W nocy z poniedziałku na wtorek ponad półtorakilometrowy odcinek torowiska przy al. 3 Maja pokonał tramwaj autonomiczny. W przejeździe miał uczestniczyć prezydent Andrzej Duda, ale wizytę odwołano w ostatniej chwili.
Miejsce motorniczego było nieobsadzone. – W kabinie znajdowała się jednak osoba z uprawieniami do prowadzenia takiego pojazdu, która cały czas miała w ręce przycisk mogący spowodować natychmiastowe zatrzymanie tramwaju – mówi w rozmowie z LoveKraków.pl Marek Gancarczyk, rzecznik prasowy MPK.
Przedstawiciel miejskiej spółki zaznacza, że pojazd jechał w eskorcie, wszystkie drogi poprzeczne były zamknięte, aby na torowisku nie mogły pojawić się samochody.
– Ten system komputerowy ma możliwość przewidywania różnych rzeczy, obliczania, ale na razie może działać tylko w sytuacji, kiedy wszystko można zaplanować – dodaje Gancarczyk.
LoveKraków.pl: W przejeździe miał uczestniczyć prezydent Duda
Z informacji LoveKraków.pl wynika, że w przejeździe miał uczestniczyć prezydent RP Andrzej Duda. W ostatniej chwili odwołał jednak wizytę, pomimo wcześniejszego sprawdzenia pojazdu przez Służbę Ochrony Państwa.

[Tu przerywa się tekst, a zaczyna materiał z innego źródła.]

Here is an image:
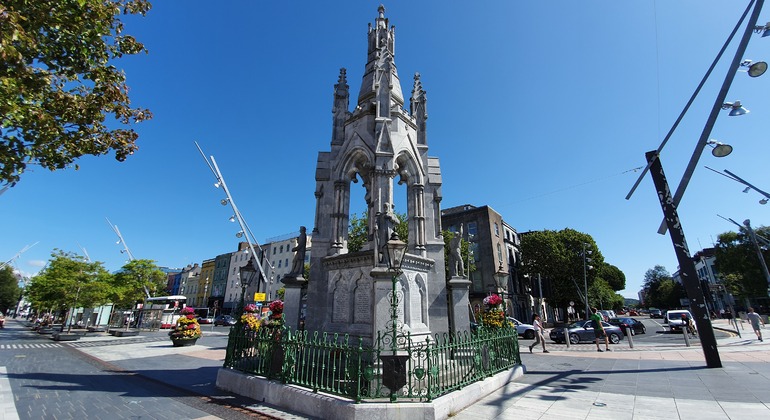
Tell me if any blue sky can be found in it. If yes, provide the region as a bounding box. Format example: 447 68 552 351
0 0 770 297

Nasze informacje potwierdza Marcin Kędryna, dyrektor z Kancelarii Prezydenta RP. – Przedłużył się pobyt prezydenta na uroczystościach w Auschwitz, a dziś od rana mieliśmy inne zajęcia, np. spotkanie z prezydentem Austrii – mówi w rozmowie z Lovekraków.pl.
– Od samego początku zastrzegaliśmy, że prezydent weźmie udział w przejeździe, jeśli uda się dotrzeć na czas – dodaje Marcin Kędryna.
W związku z planowaną wizytą prezydenta Andrzeja Dudy, w tramwaju pojawił się także prezydent Krakowa Jacek Majchrowski.